The term was coined by Harvard Business School professor Amy Edmonson, who gave a TEDx talk on the topic last year.
In the talk, she describes the experience that sparked her interest in psychological safety, or "a shared belief that the team is safe for interpersonal risk taking."
As a grad student, she was studying medical teams at hospitals in order to find out what distinguished the best performing groups. She assumed she'd find that the top teams made the fewest medication errors.
To her surprise, she found exactly the opposite: Better performing teams seemed to be making more errors than worse performing ones.
At some point, she realized why: It wasn't that the best teams were making the most errors, but that the best teams were admitting to errors and discussing them more often than other groups did. In other words, what distinguished the best performing teams was psychological safety, which facilitated a "climate of openness."
So how can leaders create psychological safety in their organizations? Edmondson outlines three paths:
1. Frame work as learning problems, as opposed to execution problems.

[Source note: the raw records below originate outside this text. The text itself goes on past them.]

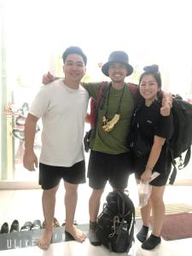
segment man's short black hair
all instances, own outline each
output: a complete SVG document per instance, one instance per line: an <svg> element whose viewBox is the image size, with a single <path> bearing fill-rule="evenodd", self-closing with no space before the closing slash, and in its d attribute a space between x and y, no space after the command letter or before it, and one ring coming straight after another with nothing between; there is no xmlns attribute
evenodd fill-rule
<svg viewBox="0 0 192 256"><path fill-rule="evenodd" d="M67 48L67 49L62 54L63 63L65 63L67 55L73 55L73 54L81 55L82 58L84 59L84 66L87 65L87 56L83 52L83 50L78 46L70 46L70 47Z"/></svg>

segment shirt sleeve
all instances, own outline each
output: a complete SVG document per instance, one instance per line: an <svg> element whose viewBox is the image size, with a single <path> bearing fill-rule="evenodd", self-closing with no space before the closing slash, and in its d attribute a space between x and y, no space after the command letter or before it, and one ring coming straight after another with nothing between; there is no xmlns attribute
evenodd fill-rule
<svg viewBox="0 0 192 256"><path fill-rule="evenodd" d="M29 113L38 119L41 118L49 109L50 100L48 96L47 90L47 88L44 87L40 89L29 109Z"/></svg>

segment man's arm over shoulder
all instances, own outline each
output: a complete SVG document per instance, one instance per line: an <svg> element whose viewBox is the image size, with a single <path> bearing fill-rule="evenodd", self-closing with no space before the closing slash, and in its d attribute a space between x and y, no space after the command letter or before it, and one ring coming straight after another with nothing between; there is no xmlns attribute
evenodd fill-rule
<svg viewBox="0 0 192 256"><path fill-rule="evenodd" d="M25 123L25 153L23 156L23 166L28 171L35 171L35 167L38 167L38 158L33 150L38 120L38 117L28 113Z"/></svg>

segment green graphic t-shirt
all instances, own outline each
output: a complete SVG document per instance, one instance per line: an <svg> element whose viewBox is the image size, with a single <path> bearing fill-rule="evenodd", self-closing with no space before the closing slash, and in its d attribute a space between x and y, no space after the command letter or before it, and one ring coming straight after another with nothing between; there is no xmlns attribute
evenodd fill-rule
<svg viewBox="0 0 192 256"><path fill-rule="evenodd" d="M101 83L83 84L83 86L88 90L90 96L96 99ZM106 114L107 108L108 121L117 113L123 89L115 90L111 87L108 101L107 97L103 109L99 109L96 137L90 137L90 148L92 150L111 154L118 154L129 151L126 145L126 139L134 110L134 98L129 85L125 84L125 86L120 102L120 119L109 132L105 131L102 128L102 117ZM108 108L107 102L108 102Z"/></svg>

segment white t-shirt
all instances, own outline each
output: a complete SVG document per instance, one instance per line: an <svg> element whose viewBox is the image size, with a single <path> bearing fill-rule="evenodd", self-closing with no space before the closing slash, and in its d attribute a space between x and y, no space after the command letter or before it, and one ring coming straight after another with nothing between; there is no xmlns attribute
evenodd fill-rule
<svg viewBox="0 0 192 256"><path fill-rule="evenodd" d="M42 150L39 161L55 166L72 166L84 160L83 137L89 95L81 85L73 90L62 80L44 85L29 113L42 118Z"/></svg>

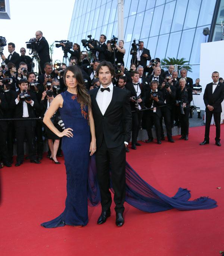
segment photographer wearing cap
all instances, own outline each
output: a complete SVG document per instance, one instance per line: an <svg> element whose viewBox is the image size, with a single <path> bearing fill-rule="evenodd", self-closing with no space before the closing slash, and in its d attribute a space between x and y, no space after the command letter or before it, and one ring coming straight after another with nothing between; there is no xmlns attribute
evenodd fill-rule
<svg viewBox="0 0 224 256"><path fill-rule="evenodd" d="M160 126L161 140L162 141L165 139L164 133L162 126L163 117L166 126L168 141L173 143L175 142L172 138L172 126L174 123L174 106L176 99L176 88L173 85L170 75L167 75L166 76L164 81L162 84L162 86L159 90L162 93L165 104L164 107L161 108L162 115L160 118Z"/></svg>
<svg viewBox="0 0 224 256"><path fill-rule="evenodd" d="M16 46L13 43L9 43L8 44L8 50L10 53L6 58L3 54L1 55L1 57L3 61L4 61L6 64L7 64L9 62L12 62L14 64L16 67L18 68L19 67L19 55L15 51Z"/></svg>
<svg viewBox="0 0 224 256"><path fill-rule="evenodd" d="M40 106L36 95L31 91L28 91L28 81L21 79L19 82L19 90L13 104L15 106L14 118L24 120L15 121L17 157L15 166L19 166L22 164L24 156L24 141L26 138L28 145L28 154L31 163L37 164L40 162L37 160L33 139L35 136L36 121L26 118L35 117L35 110L38 110Z"/></svg>
<svg viewBox="0 0 224 256"><path fill-rule="evenodd" d="M49 52L49 45L45 38L43 36L41 31L38 30L36 32L36 43L35 49L40 59L40 65L41 71L43 72L44 69L44 64L46 62L50 62L50 58ZM39 70L39 74L40 74Z"/></svg>

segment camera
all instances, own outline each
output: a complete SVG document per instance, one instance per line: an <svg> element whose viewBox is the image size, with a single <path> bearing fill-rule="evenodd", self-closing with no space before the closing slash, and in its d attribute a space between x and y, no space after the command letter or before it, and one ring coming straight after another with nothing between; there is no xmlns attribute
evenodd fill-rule
<svg viewBox="0 0 224 256"><path fill-rule="evenodd" d="M32 99L30 95L27 93L25 90L24 90L23 92L19 93L19 95L21 101L25 101L26 100L27 101L30 101Z"/></svg>
<svg viewBox="0 0 224 256"><path fill-rule="evenodd" d="M65 48L67 49L71 49L72 48L72 42L69 42L68 40L61 40L60 41L55 41L55 43L63 43L65 45L65 46L64 47L60 44L55 44L55 47L57 48L62 47L63 50L64 50Z"/></svg>
<svg viewBox="0 0 224 256"><path fill-rule="evenodd" d="M169 77L169 75L168 75L167 77L166 77L166 81L165 82L165 88L168 88L169 87L169 78L170 77Z"/></svg>
<svg viewBox="0 0 224 256"><path fill-rule="evenodd" d="M3 54L4 47L6 45L6 40L5 37L0 36L0 55Z"/></svg>
<svg viewBox="0 0 224 256"><path fill-rule="evenodd" d="M158 89L156 89L155 91L152 91L151 94L153 97L155 97L155 98L158 97Z"/></svg>
<svg viewBox="0 0 224 256"><path fill-rule="evenodd" d="M179 104L179 105L180 106L180 113L181 115L184 114L184 108L183 108L183 103L184 102L183 101L176 101L176 104L177 104L177 105Z"/></svg>
<svg viewBox="0 0 224 256"><path fill-rule="evenodd" d="M89 44L90 44L94 47L97 46L98 45L98 41L97 40L95 40L94 38L92 39L92 35L88 35L87 37L89 38L88 40L87 39L82 39L81 42L83 44L83 46L85 47L88 51L90 51L93 52L94 50L92 48L90 48L88 47ZM87 48L88 47L88 48Z"/></svg>

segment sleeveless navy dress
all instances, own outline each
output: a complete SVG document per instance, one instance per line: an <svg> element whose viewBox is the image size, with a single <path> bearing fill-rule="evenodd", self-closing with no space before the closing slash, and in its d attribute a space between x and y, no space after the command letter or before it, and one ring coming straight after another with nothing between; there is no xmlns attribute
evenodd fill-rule
<svg viewBox="0 0 224 256"><path fill-rule="evenodd" d="M64 136L62 139L67 195L64 212L56 219L42 223L45 228L85 226L88 222L87 205L94 206L100 201L95 156L90 157L88 108L81 109L75 95L67 91L61 95L62 118L66 128L73 130L73 138ZM173 208L182 211L205 210L217 206L216 201L208 197L189 201L191 195L187 188L180 188L174 196L168 197L142 179L127 162L125 176L125 201L144 212L155 213ZM111 189L113 192L112 183Z"/></svg>

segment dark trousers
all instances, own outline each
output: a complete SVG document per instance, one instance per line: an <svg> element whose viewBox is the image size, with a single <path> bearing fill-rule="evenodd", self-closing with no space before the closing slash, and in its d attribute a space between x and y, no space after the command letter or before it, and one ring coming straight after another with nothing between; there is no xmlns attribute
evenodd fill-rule
<svg viewBox="0 0 224 256"><path fill-rule="evenodd" d="M141 118L142 118L143 111L136 111L133 112L132 114L132 133L131 143L136 144L139 135L139 129L141 126Z"/></svg>
<svg viewBox="0 0 224 256"><path fill-rule="evenodd" d="M179 108L180 109L180 108ZM190 108L184 108L184 114L181 114L179 109L179 118L180 123L181 129L181 135L184 136L188 135L189 130L189 113L190 113Z"/></svg>
<svg viewBox="0 0 224 256"><path fill-rule="evenodd" d="M161 129L160 127L160 118L156 114L153 113L153 110L146 110L147 112L146 118L146 130L149 139L153 138L152 128L154 123L156 128L156 133L157 141L161 140Z"/></svg>
<svg viewBox="0 0 224 256"><path fill-rule="evenodd" d="M124 210L125 155L124 143L116 148L108 148L104 138L101 146L97 149L96 162L102 211L109 210L112 202L111 194L109 191L110 170L114 191L115 210L117 213L123 213Z"/></svg>
<svg viewBox="0 0 224 256"><path fill-rule="evenodd" d="M160 127L161 127L161 133L164 136L164 131L162 127L162 117L164 119L164 123L166 126L167 139L170 139L172 138L172 126L171 116L172 110L170 109L167 107L164 107L161 108L162 117L160 118Z"/></svg>
<svg viewBox="0 0 224 256"><path fill-rule="evenodd" d="M215 141L220 141L220 122L221 121L221 113L212 112L209 111L206 111L205 119L205 139L209 141L209 132L210 131L210 126L211 123L212 115L214 116L214 120L215 124L216 136Z"/></svg>
<svg viewBox="0 0 224 256"><path fill-rule="evenodd" d="M24 156L24 142L27 139L29 147L29 156L31 160L36 159L34 137L36 122L31 120L22 120L15 121L16 139L17 161L23 161Z"/></svg>

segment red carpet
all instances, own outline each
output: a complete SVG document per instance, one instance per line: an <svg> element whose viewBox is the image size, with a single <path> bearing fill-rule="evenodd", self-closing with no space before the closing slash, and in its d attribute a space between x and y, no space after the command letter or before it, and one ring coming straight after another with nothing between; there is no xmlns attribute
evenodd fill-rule
<svg viewBox="0 0 224 256"><path fill-rule="evenodd" d="M212 127L210 144L199 146L204 129L191 128L188 141L180 141L178 136L174 144L142 142L137 150L130 150L127 160L143 179L165 194L172 196L179 187L187 188L192 199L209 196L217 201L218 207L150 214L126 204L125 222L119 228L113 204L112 216L102 225L96 224L101 212L98 206L89 208L85 227L45 229L40 224L64 209L65 166L46 158L39 165L27 161L19 167L0 170L0 255L220 255L220 251L224 250L224 144L215 145ZM224 126L221 129L223 137Z"/></svg>

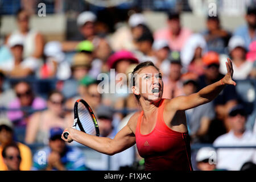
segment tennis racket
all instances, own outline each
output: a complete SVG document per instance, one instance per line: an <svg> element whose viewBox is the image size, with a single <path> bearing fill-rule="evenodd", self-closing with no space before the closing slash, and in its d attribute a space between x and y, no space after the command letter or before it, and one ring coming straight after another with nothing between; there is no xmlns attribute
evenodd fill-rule
<svg viewBox="0 0 256 182"><path fill-rule="evenodd" d="M79 99L75 103L74 117L73 129L92 135L100 136L95 115L87 102L82 99ZM65 131L63 134L64 138L67 139L69 134L68 131Z"/></svg>

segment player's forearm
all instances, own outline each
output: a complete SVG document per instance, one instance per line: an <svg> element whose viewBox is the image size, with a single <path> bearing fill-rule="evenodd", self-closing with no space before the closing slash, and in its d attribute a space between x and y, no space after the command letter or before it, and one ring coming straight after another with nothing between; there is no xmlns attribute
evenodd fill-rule
<svg viewBox="0 0 256 182"><path fill-rule="evenodd" d="M198 94L200 99L203 100L204 104L214 100L223 90L225 85L220 80L201 89Z"/></svg>
<svg viewBox="0 0 256 182"><path fill-rule="evenodd" d="M112 139L107 137L93 136L76 130L73 131L72 138L74 140L99 152L112 155L113 148L110 147Z"/></svg>

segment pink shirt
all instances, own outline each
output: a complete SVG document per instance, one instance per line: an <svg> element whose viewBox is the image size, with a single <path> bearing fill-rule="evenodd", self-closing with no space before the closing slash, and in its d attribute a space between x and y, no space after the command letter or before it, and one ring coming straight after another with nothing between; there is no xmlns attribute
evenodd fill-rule
<svg viewBox="0 0 256 182"><path fill-rule="evenodd" d="M154 34L155 39L164 39L169 42L171 50L180 51L184 43L191 35L192 32L187 28L181 28L178 36L172 36L171 31L167 27L156 31Z"/></svg>
<svg viewBox="0 0 256 182"><path fill-rule="evenodd" d="M31 106L32 109L43 109L46 107L46 102L41 98L36 97L32 102ZM20 109L20 103L18 98L13 101L9 105L9 109ZM25 126L26 125L26 119L22 118L23 113L21 110L9 111L7 112L7 117L12 122L18 121L17 123L15 123L15 126Z"/></svg>

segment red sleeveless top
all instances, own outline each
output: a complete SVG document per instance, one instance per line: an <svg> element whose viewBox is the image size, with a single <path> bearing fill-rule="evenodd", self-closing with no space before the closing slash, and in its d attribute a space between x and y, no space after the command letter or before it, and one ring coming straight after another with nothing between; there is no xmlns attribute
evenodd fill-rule
<svg viewBox="0 0 256 182"><path fill-rule="evenodd" d="M164 100L160 101L156 123L151 133L141 133L143 111L138 119L136 144L139 155L144 159L145 170L193 171L188 133L172 130L164 123Z"/></svg>

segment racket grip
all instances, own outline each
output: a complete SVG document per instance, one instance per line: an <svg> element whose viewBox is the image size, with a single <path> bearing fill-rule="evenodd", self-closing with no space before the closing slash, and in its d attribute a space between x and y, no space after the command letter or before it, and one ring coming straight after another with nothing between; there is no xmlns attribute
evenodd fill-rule
<svg viewBox="0 0 256 182"><path fill-rule="evenodd" d="M65 139L68 139L68 135L69 134L69 133L68 132L68 131L65 131L64 133L63 133L63 137L65 138Z"/></svg>

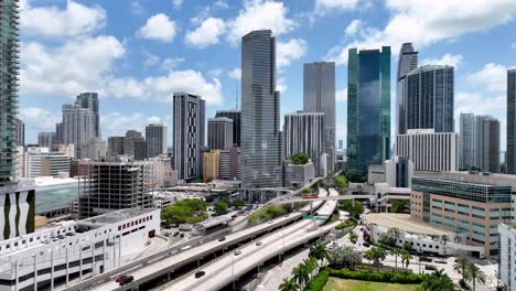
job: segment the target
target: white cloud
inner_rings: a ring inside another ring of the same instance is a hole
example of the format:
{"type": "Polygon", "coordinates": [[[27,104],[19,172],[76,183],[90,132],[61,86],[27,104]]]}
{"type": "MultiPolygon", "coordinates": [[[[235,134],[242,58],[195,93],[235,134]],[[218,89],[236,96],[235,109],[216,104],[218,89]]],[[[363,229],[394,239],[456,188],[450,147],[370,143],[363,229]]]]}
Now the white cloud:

"Make explicit that there is enormous uncertainty ahead and enormous interdependence," Edmondson says. In other words, be clear that there are areas that still require explanation and that each team member's input matters: "We've never been here before; we can't know what will happen; we've got to have everybody's brains and voices in the game."
2. Acknowledge your own fallibility.
Make simple statements that encourage peers and subordinates to speak up, such as, "I may miss something - I need to hear from you."
3. Model curiosity by asking a lot of questions.
"That actually creates a necessity for voice," Edmondson says, because team members need to generate answers.
Edmondson gives an example of what might transpire in a psychologically unsafe workplace. A nurse might suspect that a patient is being given a dangerously high dosage of medication - but might not call the doctor to check, because the last time she spoke up, the doctor questioned her competence.Edmondson goes on to explain how psychological safety and accountability interact to produce a high-performing team in an environment where there's uncertainty and interdependence. Leaders that allow for questions and discussions and also hold their employees accountable for excellence fall into the "learning zone," or the high-performance zone.
By contrast, leaders who only hold their employees accountable for excellence without creating psychological safety fall into the "anxiety zone," which Edmondson says can be dangerous.
And leaders who only create psychological safety without holding their employees accountable for excellence remain in the "comfort zone," which isn't typically the highest performing.
A combination of psychological safety and accountability is vital for teams to achieve their full potential.
"We need people to bring their absolute full selves to the challenging jobs ahead," Edmondson concludes.